Sonographer Stretches for an ‘A’ Game

For our first blog we introduced the reality that there is an epidemic amount of sonographer pain and injury. Almost 90% of sonographers work and live daily with that pain and injury as a result of doing our jobs. That is an epidemic and sinful statistic. As fellow sonographers, we should be incensed that more is not being done to quell the enormous pain and injury that we suffer from.

Coach Rozy and I have the solution. In our first blog with the AIUM, we detailed and gave examples of lower body stretches and exercises that sonographers should do. The folks at the AIUM relayed that our post was very popular among sonographers. Some of the feedback that we received was that many that read our blog thought it was silly that we would suggest doing lower body work for sonographers that predominately suffer from upper body issues (neck, back, shoulders, etc…).

In our 2nd blog we explained why lower body stretches and exercises are also crucial to good sonographer health and pain-free imaging. My favorite story that Coach Rozy tells is about his time in the National Football League. A prominent quarterback in the league at the time was having pain in his shoulders, and main throwing arm. He couldn’t follow through properly on his pass mechanics due to the pain in his throwing shoulder. Not good, if you are a quarterback in the NFL and you can’t pass properly.

Rozy immediately zoned in and started working the shoulder, with little positive result. A few days later Rozy noticed that this quarterback was walking into the locker room with a limp. He hit him up and was told that he had taken a hard hit on his hip and that it had caused him hip pain. Immediately Rozy started working on the quarterback’s hip. A few days later, the hip was better. At this time the shoulder pain also stopped, and life was good. The problem wasn’t the shoulder. The problem was the hip. The hip injury translated into the shoulder. Fix the hip, fix the shoulder. That’s why when you look at sonographer pain and injury, you must look at the body as a whole, not just the area of pain and injury.

For our 3rd blog, we want to share why it is absolutely crucial that your work as a sonographer must be done at the very highest level on each and every patient that you work on. An article entitled, “Making a Difference as a Sonographer, 100% Every Person, Every Time” details my own personal battle with my wife’s diagnosis of breast cancer. As you will read, a breast ultrasound is the only test that caught my wife’s cancer. The cancer was caught early, which made her course miraculous, given such a diagnosis. Amazing things happened in Yankton, SD, the day that my wife had her ultrasound study that caught ‘something’. Enough ‘something’ that a biopsy was done, the cancer was found early, and the course for my wife was incredible.  As sonographers it is CRUCIAL that we be on our ‘A’ game for every person that we work on.

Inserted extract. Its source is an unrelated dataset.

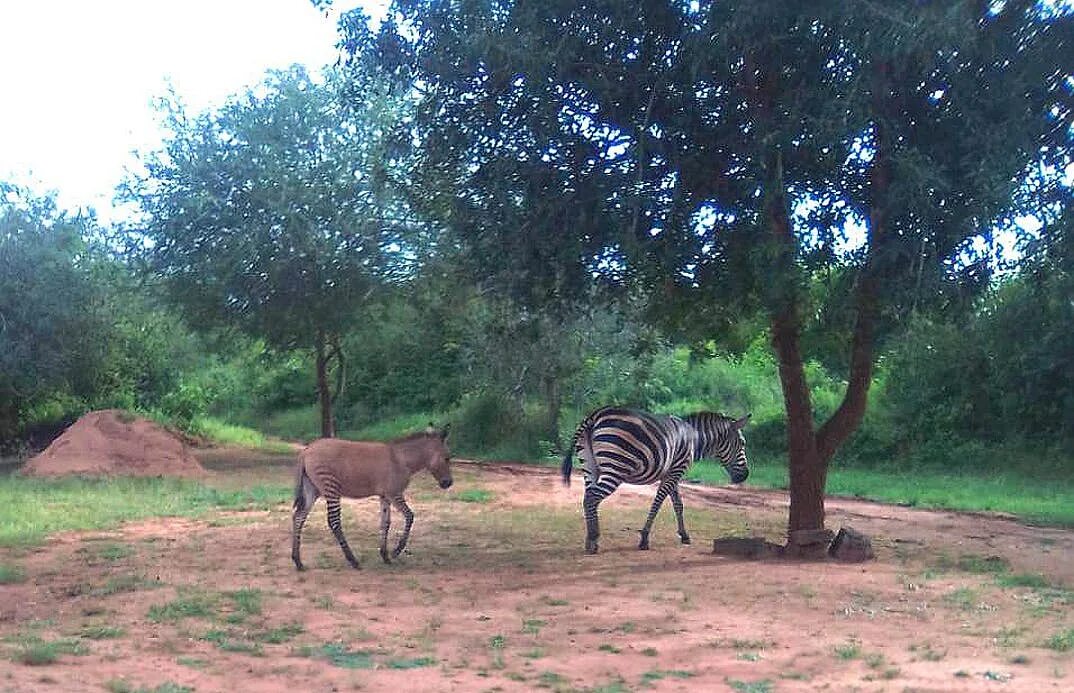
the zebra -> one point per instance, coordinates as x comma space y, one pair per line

The following are a few simple, quick, easy stretches that can be easily done at work or home. Working the body as a whole is important.

Lying thoracic spine rotation

Start by lying on the ground on your side (either side). With your arms extended straight out at chest level pull your knees pulled up to your chest. The hips and knees should both be at 90 degrees. Work to have your ankles at 90°. You can use a mat, and for added comfort and support use a pillow.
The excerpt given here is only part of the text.